Natural Grocers by Vitamin Cottage, Inc. reported record full‑year sales of $1.33 billion, up 7.2% from $1.24 billion in 2024, and net income of $46.4 million, or $2.00 per diluted share, compared with $33.9 million and $1.47 per diluted share in the prior year. The company’s fourth‑quarter revenue of $336.1 million fell 4.2% from $322.7 million in Q4 2024, but the quarter’s diluted earnings per share of $0.51 beat the consensus estimate of $0.45 by $0.06, a 13.3% beat, driven by disciplined cost management and a favorable product mix that offset the revenue shortfall.
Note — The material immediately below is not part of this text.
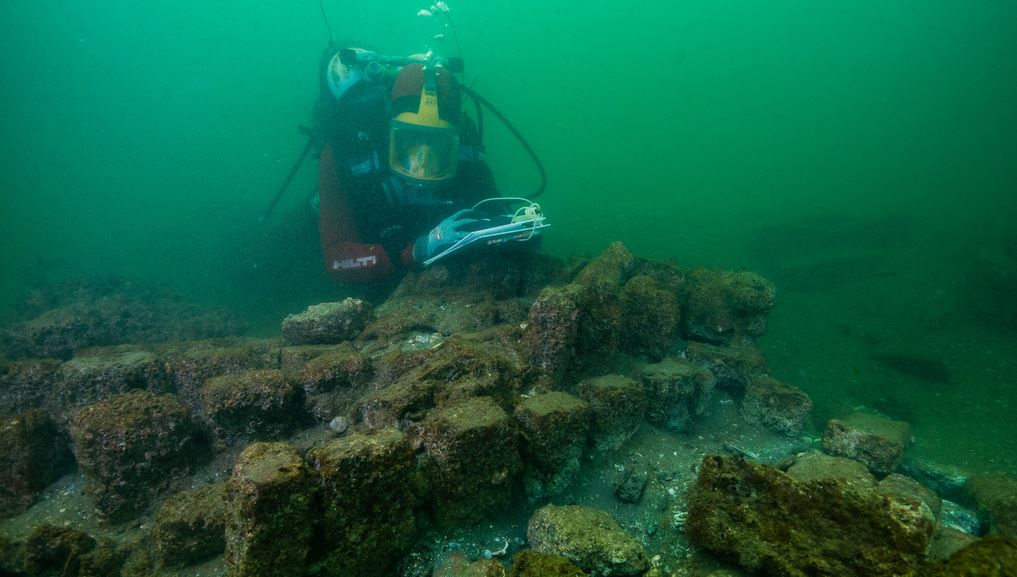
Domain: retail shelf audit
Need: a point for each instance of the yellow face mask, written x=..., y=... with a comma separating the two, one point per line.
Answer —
x=422, y=147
The revenue miss of $14.9 million, or 4.24% below the $350.98 million consensus, was largely attributed to the UNFI cybersecurity incident in June 2025, which disrupted distribution and dampened sales in key categories. Despite this headwind, the company’s gross margin contracted only 10 basis points to 29.5% from 29.6% in the prior year, reflecting modest pressure on product margins while operating expenses were controlled, allowing operating margin to improve by 90 basis points.

Management highlighted a 4.2% increase in daily average comparable store sales, driven by higher transaction counts (up 2.4%) and larger transaction sizes (up 1.8%). The company also raised its quarterly cash dividend by 25% to $0.15 per share, payable December 10, 2025, and reiterated its 2026 guidance of 6–8 new store openings and diluted EPS of $2.00 to $2.15, a range that remains above the analyst consensus of $1.95.

Co‑President Kemper Isely noted that “Consumers continue to be drawn to our differentiated offering of high‑quality, natural and organic products, and our commitment to Always Affordable® pricing provides compelling value during periods of economic uncertainty.” He added that accelerated store growth remains a core strategy and that the company is confident in maintaining profitability through cost discipline and strategic investments.

Investors focused on the revenue miss, which tempered enthusiasm for the earnings beat. The company’s guidance signals confidence in future growth, but the revenue shortfall highlights ongoing distribution challenges and macro‑economic headwinds that could impact top‑line momentum in the near term.

The company’s performance underscores its resilience in a competitive grocery landscape, with strong comparable store sales growth and a solid house‑branded product mix that contributed 8.8% of total sales. However, the slight gross margin compression and revenue miss point to the need for continued focus on supply‑chain resilience and pricing strategy to sustain momentum.